Cockeye Creamery ice cream will likely be sold at the new pizza shop. “We’re also thinking about developing an Italian ice or gelato for it,” Max Hoover said.

Coffee Roasting

The aromas of ice cream cones and flavorings blend with the smell of fresh roasted coffee in the new Cockeye production building.

That’s because the Hoovers are renting a portion of the building to Anthony Bellatto, owner of Youngstown Coffee Co. Bellatto uses the space to roast, grind and package his imported coffee beans.

Youngstown Coffee Co. outgrew its previous roasting space at the rear of Havana House cigar shop in Boardman Plaza. Bellatto has long been friends with the Hoovers and jumped at the chance to move into the Cockeye production building.

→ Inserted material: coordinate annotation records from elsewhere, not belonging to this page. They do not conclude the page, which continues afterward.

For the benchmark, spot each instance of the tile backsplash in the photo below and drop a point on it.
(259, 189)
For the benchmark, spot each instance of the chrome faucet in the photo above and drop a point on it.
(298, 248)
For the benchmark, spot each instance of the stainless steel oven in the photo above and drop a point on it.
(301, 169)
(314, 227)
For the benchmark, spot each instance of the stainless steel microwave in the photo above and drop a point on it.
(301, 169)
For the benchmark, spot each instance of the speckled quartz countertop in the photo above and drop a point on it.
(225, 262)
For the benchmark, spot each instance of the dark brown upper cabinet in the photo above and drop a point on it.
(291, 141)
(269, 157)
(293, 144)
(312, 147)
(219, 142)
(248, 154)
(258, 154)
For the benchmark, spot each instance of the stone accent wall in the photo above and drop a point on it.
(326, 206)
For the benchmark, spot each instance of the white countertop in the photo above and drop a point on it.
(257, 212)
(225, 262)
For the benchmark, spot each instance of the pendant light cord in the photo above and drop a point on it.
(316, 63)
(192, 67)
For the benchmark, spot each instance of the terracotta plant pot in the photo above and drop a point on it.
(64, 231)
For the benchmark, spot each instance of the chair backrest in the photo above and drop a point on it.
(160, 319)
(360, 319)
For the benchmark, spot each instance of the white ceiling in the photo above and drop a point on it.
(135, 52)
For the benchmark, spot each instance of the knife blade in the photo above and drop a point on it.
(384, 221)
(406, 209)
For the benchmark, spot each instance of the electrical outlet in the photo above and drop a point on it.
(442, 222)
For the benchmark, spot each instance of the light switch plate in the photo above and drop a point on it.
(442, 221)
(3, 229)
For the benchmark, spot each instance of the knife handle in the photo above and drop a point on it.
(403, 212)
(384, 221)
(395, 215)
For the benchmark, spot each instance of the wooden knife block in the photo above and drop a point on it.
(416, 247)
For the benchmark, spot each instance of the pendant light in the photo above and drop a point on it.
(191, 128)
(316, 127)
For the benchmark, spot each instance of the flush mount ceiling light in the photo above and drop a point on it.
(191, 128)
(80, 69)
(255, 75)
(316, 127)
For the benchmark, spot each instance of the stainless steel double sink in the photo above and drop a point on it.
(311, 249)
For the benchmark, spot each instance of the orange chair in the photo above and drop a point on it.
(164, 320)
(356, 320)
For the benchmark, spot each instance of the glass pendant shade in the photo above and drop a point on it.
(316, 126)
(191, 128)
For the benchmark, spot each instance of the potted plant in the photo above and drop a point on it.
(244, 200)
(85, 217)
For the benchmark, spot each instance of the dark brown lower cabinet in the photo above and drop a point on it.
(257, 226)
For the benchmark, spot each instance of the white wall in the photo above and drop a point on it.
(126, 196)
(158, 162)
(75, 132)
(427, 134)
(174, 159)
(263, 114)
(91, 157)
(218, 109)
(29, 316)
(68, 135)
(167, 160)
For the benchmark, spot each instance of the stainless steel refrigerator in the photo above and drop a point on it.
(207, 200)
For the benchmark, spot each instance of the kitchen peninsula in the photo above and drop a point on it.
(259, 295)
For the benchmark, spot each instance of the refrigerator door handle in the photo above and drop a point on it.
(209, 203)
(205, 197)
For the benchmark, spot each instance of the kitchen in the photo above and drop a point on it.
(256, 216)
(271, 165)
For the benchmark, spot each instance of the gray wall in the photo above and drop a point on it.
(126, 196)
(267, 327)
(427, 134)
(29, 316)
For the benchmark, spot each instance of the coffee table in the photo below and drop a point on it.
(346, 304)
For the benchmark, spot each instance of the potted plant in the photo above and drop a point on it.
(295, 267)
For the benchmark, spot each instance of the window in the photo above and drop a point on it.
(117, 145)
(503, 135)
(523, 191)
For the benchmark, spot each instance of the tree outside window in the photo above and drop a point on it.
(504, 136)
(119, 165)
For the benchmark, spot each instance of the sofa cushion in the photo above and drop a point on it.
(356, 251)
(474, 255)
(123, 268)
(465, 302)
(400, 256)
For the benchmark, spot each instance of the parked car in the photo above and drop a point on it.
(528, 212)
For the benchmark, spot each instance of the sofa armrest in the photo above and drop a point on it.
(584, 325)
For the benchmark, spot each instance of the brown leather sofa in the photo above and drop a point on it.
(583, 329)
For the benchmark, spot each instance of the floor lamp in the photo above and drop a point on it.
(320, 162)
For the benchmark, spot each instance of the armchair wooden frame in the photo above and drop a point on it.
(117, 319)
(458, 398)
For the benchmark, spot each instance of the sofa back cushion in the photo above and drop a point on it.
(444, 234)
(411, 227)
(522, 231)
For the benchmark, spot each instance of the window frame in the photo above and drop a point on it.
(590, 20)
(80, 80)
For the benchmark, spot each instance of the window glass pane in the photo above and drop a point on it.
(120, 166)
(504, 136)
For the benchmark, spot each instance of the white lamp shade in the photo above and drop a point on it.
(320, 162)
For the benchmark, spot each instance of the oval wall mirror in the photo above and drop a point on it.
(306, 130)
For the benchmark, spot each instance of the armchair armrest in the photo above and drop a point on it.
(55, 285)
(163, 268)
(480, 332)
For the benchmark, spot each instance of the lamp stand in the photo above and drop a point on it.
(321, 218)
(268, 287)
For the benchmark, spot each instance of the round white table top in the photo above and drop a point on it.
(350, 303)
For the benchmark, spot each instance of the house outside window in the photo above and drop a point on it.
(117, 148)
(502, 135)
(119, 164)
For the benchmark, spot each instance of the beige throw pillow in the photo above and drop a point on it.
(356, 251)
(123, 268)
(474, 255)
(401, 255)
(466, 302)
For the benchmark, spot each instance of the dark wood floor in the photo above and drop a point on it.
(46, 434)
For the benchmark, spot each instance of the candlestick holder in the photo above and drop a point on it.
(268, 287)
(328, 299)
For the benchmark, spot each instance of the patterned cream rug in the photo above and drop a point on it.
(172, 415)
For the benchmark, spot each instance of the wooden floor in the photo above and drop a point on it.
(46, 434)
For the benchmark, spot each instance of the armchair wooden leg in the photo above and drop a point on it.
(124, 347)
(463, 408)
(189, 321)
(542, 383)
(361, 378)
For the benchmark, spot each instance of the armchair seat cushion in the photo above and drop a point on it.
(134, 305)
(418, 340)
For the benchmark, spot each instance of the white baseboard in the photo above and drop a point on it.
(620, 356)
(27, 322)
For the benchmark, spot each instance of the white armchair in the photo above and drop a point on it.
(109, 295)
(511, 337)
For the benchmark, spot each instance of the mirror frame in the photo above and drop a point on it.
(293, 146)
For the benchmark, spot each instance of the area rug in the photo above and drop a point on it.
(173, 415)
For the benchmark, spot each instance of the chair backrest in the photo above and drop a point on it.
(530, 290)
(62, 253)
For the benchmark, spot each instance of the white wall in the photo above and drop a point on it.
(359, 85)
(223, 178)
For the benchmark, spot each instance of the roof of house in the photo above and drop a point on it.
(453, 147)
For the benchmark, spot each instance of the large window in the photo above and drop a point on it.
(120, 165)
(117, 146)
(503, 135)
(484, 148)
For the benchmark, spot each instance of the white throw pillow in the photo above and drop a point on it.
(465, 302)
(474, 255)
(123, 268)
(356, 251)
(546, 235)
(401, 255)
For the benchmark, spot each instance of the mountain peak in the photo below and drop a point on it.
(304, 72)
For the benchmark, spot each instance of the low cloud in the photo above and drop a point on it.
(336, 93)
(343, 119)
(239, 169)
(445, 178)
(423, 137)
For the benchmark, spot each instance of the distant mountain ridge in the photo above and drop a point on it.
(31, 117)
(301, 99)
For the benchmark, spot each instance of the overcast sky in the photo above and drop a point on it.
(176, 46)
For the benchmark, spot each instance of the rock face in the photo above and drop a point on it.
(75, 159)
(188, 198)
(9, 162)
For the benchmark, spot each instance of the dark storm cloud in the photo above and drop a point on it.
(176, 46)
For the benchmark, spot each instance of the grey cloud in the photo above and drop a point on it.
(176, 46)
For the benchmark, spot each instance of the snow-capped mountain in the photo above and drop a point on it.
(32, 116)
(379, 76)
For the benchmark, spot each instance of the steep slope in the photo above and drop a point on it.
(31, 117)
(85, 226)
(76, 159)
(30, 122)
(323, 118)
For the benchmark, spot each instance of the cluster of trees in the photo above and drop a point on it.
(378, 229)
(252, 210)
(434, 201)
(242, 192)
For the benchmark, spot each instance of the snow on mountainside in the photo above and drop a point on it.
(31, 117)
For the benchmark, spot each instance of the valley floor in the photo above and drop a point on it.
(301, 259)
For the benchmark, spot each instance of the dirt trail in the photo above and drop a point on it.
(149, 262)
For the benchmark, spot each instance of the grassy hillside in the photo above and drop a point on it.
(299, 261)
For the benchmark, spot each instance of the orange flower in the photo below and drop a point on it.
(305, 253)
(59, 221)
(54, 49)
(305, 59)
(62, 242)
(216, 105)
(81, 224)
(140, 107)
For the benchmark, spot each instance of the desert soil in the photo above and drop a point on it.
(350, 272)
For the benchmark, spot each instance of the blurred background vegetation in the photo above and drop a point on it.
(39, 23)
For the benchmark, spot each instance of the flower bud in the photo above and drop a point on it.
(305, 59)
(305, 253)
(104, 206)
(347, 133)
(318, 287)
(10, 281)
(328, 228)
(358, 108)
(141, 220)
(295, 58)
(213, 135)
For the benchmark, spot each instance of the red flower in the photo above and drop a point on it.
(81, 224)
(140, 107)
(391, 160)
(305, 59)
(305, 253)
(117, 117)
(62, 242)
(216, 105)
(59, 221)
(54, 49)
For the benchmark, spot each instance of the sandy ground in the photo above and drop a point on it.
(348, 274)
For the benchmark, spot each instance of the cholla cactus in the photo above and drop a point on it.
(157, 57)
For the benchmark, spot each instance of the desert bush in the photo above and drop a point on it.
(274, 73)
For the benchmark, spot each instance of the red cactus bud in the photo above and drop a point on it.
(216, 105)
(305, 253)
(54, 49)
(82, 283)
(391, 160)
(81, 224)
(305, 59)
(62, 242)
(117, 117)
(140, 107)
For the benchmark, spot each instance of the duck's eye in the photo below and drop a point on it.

Anthony Bellatto stands near some of his coffee roasting equipment in the Cockeye production building. Bellatto is the owner of Youngstown Coffee Co.

Youngstown Coffee Co. is now roasting 1,000 to 1,500 pounds of coffee per week, Bellatto said. His coffee is sold in Giant Eagle markets, Havana House and online through the company website.

“It smells wonderful,” said company founder Erik Hoover as he walked through the building Thursday.

What started as a small restaurant now has a regional footprint and keeps on growing.

Erik said the new production building was necessary to keep up with the family business’s need for more space.

Storing inventory and finding a safe place to park the freezer truck used for deliveries was a constant battle.

The new Cockeye Creamery production and distribution building gives the company some breathing room, Erik said.

Pictured at top: Max Hoover holds a container of Cockeye Creamery ice cream inside the company’s new production building in Warren.